The authors used diffusion tensor imaging (DTI) and functional MRI (fMRI) to evaluate the integrity of the thalamocortical tract (TCT) and the activation pattern of the pain network in 22 patients with poststroke central pain.
Each patient underwent daily 10-Hz rTMS sessions for 1000 pulses on 5 consecutive days over the hotspot for the first dorsal interosseus muscle. Pain severity was monitored using the Visual Analogue Scale (VAS). Mood was assessed by the Hamilton Depression Rating Scale.
Clinical data from all participants along with the DTI and fMRI findings from 10 patients were analyzed. VAS scores decreased significantly, if modestly, following administration of rTMS in 14 responders, which lasted for 2 weeks after the intervention. Regression analysis showed a significant correlation between less initial depression and higher antalgic effect of rTMS. Integrity of the superior TCT in the ipsilesional hemisphere showed significant correlation with change of VAS score after rTMS. fMRI showed significantly decreased activity in the secondary somatosensory cortex, insula, prefrontal cortex, and putamen in rTMS responders, whereas no change was noted in nonresponders.
Mood may affect the modest antinociceptive effects of rTMS that we found, which may be mediated by the superior TCT through modulation of a distributed pain network.
The incidence of poststroke central pain is about 10% within the first year.1 The pain is associated with injury to the spinothalamic tract, thalamus, or thalamocortical tract (TCT), linked to the resulting alteration of afferent input and dysregulation of cortical excitability.2 However, post-stroke central pain does not occur in all patients with these lesions, so additional factors must be involved.3
When medication fails, brain stimulation for modulation of the nervous system can be considered. Surgical epidural stimulation over the motor cortex has been reported to be effective for pain relief in patients with central pain after stroke.4 The electrical stimulus applied to the motor cortex may modify abnormal thalamocortical excitation of the sensory system. However, complications resulting from the invasive nature of the intervention, long-term implantation of electrodes, and concerns about cost-effectiveness have limited expansion of these approaches.
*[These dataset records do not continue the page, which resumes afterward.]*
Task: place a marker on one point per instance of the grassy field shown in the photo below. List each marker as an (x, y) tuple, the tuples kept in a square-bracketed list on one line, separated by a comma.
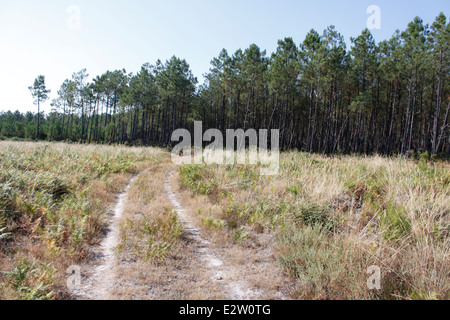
[(54, 202), (332, 218), (335, 218)]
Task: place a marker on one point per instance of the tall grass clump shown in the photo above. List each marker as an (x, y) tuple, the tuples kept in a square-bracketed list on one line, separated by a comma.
[(333, 218)]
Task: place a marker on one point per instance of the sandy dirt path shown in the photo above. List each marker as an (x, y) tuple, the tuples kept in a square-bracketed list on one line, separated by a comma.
[(242, 273), (98, 280), (204, 270)]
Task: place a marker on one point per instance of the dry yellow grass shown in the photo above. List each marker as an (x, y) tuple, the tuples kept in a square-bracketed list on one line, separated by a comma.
[(335, 217)]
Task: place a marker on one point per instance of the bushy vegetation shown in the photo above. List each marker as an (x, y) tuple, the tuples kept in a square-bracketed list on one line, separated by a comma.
[(54, 200), (333, 218)]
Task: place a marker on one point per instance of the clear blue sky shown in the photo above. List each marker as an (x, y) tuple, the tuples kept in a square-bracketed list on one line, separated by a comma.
[(35, 37)]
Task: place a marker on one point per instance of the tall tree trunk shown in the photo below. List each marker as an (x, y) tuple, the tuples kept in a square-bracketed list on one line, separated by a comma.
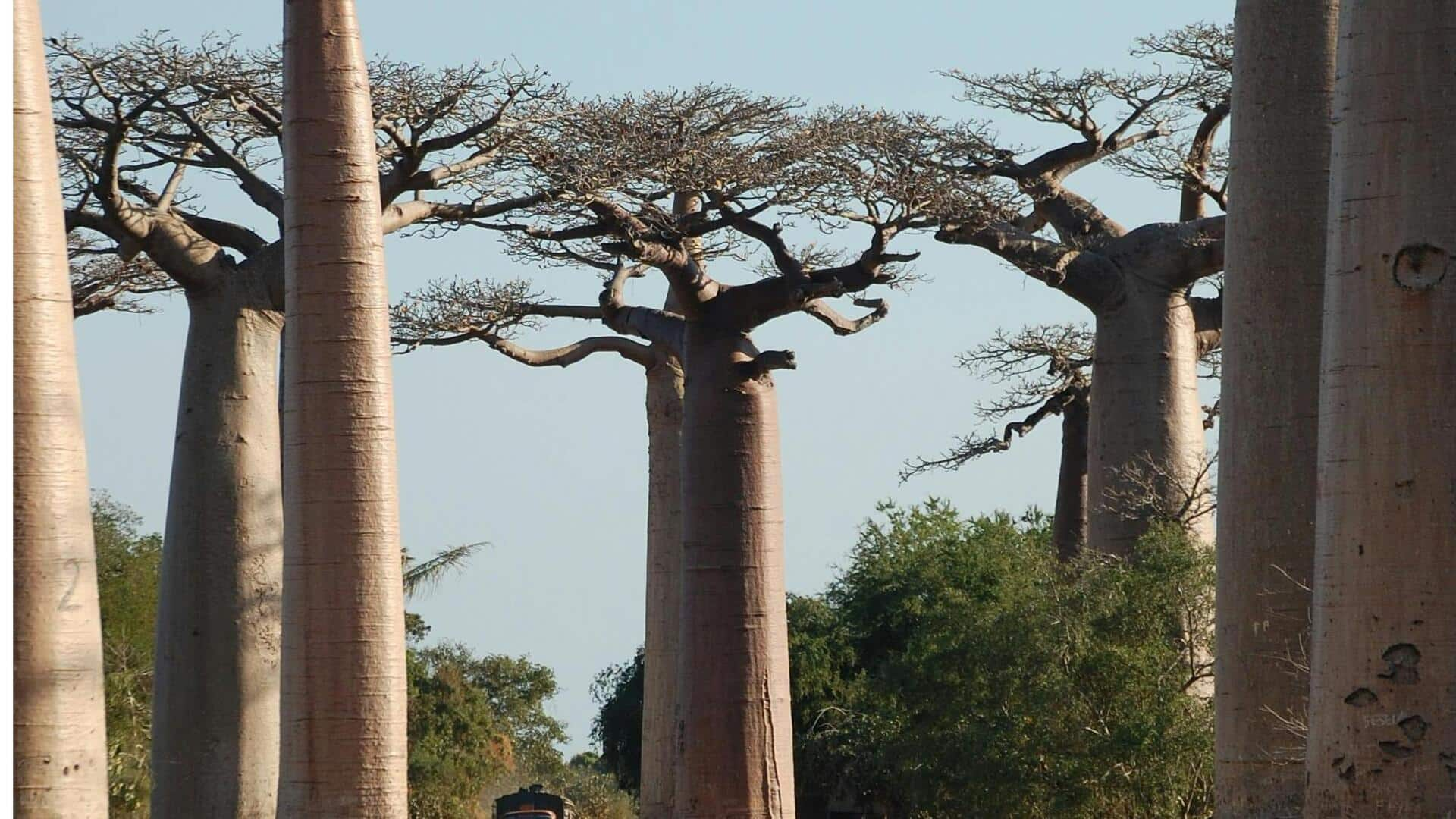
[(1069, 521), (1285, 74), (664, 569), (734, 738), (60, 733), (1382, 736), (1145, 416), (344, 745), (215, 748)]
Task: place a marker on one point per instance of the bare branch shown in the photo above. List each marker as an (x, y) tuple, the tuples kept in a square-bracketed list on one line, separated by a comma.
[(848, 327)]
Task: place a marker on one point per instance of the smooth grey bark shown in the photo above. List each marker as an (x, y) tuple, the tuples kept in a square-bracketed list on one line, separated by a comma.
[(344, 748), (1144, 413), (1273, 299), (58, 722), (1069, 521), (1382, 736), (216, 689), (664, 569), (734, 736)]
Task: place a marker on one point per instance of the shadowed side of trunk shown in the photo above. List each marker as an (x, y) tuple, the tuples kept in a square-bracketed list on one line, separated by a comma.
[(734, 736), (343, 703), (664, 569), (215, 730), (1145, 417), (1273, 300), (60, 735), (1069, 521), (1382, 736)]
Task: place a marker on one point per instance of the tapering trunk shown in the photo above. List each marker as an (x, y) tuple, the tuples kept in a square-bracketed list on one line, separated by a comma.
[(664, 569), (734, 736), (60, 733), (1273, 297), (215, 733), (1382, 736), (343, 701), (1145, 416), (1069, 522)]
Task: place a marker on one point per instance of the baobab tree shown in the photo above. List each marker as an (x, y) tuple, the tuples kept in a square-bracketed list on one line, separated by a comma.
[(150, 134), (343, 694), (1046, 369), (1382, 741), (1149, 327), (1285, 74), (60, 733), (456, 312), (743, 158)]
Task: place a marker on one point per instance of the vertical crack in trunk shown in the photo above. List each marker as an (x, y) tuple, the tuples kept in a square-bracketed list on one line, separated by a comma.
[(216, 689), (734, 684), (1385, 531), (1269, 409)]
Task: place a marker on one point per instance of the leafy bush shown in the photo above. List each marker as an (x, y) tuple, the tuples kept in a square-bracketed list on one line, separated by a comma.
[(127, 573), (957, 668)]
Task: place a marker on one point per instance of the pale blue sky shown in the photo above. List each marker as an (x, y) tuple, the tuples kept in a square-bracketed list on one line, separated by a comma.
[(549, 465)]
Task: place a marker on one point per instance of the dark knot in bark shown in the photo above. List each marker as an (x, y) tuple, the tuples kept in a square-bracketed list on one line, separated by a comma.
[(767, 360)]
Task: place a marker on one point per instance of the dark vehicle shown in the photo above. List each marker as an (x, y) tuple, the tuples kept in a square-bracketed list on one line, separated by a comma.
[(533, 803)]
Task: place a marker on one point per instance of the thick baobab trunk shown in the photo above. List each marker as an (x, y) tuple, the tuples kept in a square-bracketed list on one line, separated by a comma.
[(1273, 297), (343, 700), (1069, 522), (664, 569), (734, 738), (60, 733), (1382, 736), (215, 749), (1145, 419)]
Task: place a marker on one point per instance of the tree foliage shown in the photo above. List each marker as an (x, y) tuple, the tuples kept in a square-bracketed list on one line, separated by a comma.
[(475, 722), (618, 726), (127, 572), (957, 668)]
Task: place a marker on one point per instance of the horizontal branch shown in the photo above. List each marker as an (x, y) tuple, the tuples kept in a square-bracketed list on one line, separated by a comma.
[(843, 325), (1085, 276)]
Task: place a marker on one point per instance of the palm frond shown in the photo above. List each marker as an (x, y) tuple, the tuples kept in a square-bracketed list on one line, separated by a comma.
[(424, 575)]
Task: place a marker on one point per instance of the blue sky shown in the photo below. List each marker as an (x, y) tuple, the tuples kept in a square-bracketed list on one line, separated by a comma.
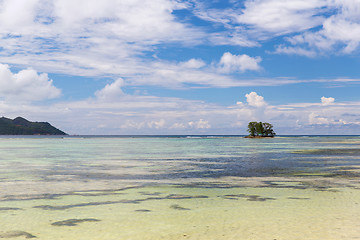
[(182, 67)]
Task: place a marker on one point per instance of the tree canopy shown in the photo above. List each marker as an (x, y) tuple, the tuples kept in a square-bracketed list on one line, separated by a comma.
[(261, 129)]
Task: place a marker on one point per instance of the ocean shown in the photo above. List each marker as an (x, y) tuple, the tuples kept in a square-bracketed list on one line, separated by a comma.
[(179, 187)]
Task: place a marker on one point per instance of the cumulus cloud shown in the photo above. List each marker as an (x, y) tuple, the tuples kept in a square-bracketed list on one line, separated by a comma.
[(201, 124), (26, 85), (111, 91), (238, 63), (327, 101), (255, 100), (193, 63)]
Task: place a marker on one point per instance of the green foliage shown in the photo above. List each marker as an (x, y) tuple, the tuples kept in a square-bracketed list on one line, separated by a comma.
[(252, 128), (261, 129), (21, 126)]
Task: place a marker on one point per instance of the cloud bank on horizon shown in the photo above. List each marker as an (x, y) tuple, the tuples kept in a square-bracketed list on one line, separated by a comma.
[(182, 66)]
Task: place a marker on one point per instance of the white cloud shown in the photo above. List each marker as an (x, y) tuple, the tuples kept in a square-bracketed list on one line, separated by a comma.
[(201, 124), (339, 32), (238, 63), (111, 91), (327, 101), (281, 16), (193, 63), (255, 100), (26, 85), (156, 124)]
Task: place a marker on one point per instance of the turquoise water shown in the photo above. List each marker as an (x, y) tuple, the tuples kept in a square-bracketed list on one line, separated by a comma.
[(180, 187)]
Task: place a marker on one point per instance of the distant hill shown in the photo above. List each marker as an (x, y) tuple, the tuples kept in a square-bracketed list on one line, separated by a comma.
[(21, 126)]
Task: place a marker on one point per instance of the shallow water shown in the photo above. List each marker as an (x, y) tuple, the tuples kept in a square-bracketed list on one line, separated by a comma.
[(180, 188)]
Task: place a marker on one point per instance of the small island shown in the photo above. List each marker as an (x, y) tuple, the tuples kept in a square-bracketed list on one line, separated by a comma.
[(260, 130), (21, 126)]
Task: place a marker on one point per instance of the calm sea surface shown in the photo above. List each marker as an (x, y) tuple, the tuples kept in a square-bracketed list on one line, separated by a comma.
[(200, 188)]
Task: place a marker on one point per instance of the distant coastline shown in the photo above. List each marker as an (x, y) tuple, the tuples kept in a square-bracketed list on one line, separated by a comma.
[(21, 126)]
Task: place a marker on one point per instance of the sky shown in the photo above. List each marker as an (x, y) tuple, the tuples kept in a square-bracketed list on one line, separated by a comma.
[(182, 66)]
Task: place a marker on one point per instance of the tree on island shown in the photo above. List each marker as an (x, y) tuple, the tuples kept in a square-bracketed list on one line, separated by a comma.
[(259, 129)]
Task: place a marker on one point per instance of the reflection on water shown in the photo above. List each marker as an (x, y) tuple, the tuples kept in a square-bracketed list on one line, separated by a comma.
[(180, 188)]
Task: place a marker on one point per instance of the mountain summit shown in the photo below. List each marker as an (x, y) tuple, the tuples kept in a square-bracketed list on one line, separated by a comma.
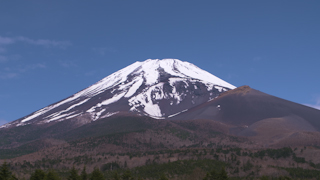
[(157, 88)]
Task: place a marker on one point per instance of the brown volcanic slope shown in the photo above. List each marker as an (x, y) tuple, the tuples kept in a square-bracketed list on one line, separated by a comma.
[(264, 118)]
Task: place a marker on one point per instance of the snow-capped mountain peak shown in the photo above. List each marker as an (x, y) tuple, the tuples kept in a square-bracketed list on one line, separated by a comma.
[(156, 88)]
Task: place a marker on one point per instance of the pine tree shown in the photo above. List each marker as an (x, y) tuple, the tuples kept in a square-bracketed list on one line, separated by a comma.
[(223, 174), (84, 175), (73, 174), (38, 175), (116, 176), (52, 175), (5, 173), (212, 175), (96, 175), (163, 177)]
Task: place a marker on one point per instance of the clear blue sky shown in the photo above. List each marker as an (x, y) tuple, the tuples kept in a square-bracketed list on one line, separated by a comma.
[(50, 50)]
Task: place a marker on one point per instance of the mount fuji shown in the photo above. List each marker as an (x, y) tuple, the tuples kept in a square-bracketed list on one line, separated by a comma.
[(160, 89)]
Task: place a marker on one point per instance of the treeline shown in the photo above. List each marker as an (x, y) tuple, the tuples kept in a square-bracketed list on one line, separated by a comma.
[(96, 174)]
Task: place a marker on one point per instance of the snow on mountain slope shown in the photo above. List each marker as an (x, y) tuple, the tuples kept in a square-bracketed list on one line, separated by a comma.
[(156, 88)]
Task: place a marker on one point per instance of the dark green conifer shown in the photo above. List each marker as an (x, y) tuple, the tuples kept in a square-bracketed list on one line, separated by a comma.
[(5, 173), (73, 174), (84, 175), (52, 175), (38, 174), (96, 175)]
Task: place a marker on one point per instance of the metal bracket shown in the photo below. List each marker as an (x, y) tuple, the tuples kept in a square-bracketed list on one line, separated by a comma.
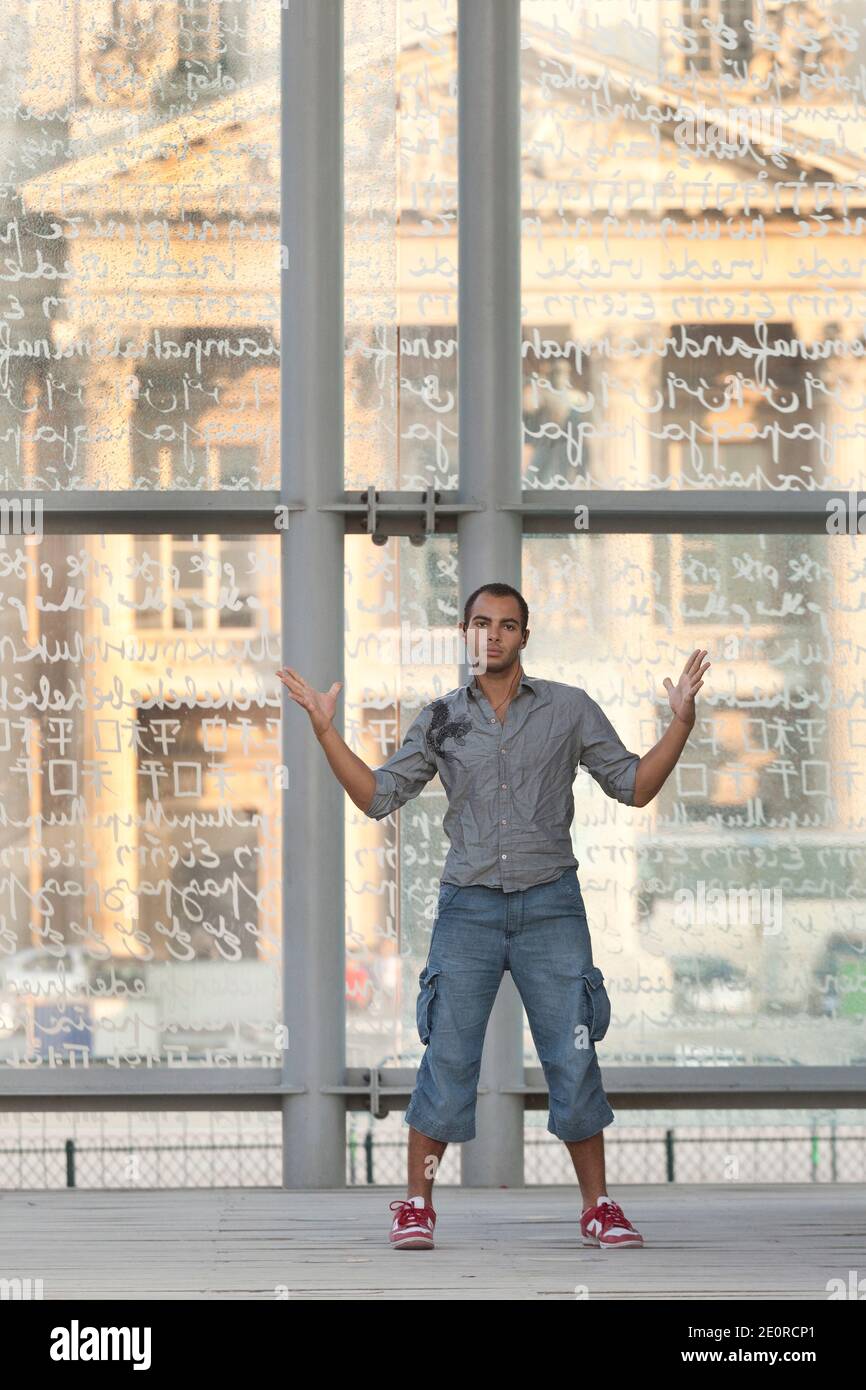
[(428, 499)]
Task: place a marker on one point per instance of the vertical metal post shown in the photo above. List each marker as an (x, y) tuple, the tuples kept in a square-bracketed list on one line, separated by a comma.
[(489, 385), (312, 570)]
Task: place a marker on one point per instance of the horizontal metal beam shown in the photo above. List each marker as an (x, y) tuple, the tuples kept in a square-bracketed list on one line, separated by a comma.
[(655, 512), (389, 1089), (384, 513)]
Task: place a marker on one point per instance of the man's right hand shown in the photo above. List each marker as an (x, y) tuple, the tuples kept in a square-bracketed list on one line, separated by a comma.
[(320, 705)]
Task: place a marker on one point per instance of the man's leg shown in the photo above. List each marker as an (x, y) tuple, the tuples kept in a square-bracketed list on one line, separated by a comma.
[(424, 1154), (588, 1158), (459, 987)]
Migita et al5 first reported on the antinociceptive effect of noninvasive TMS over the primary motor cortex (M1). A number of follow-up studies have supported the therapeutic potential of repetitive transcranial magnetic stimulation (rTMS) in patients with central neuropathic pain,6–8 but the mechanisms of action remain unclear and results vary.6,7,9–12 A recent study suggested the importance of thalamocortical connectivity to the effect of rTMS on pain modulation.13
We assessed clinical factors, the role of TCT integrity as indexed by diffusion tensor imaging (DTI), and the modulatory effect of rTMS on sensory neural network activity by functional MRI (fMRI). We hypothesized that the antalgic effects of high-frequency rTMS applied over the M1 would depend on changes in activity across sensory-related pain neural networks that are dependent on the integrity of the TCT.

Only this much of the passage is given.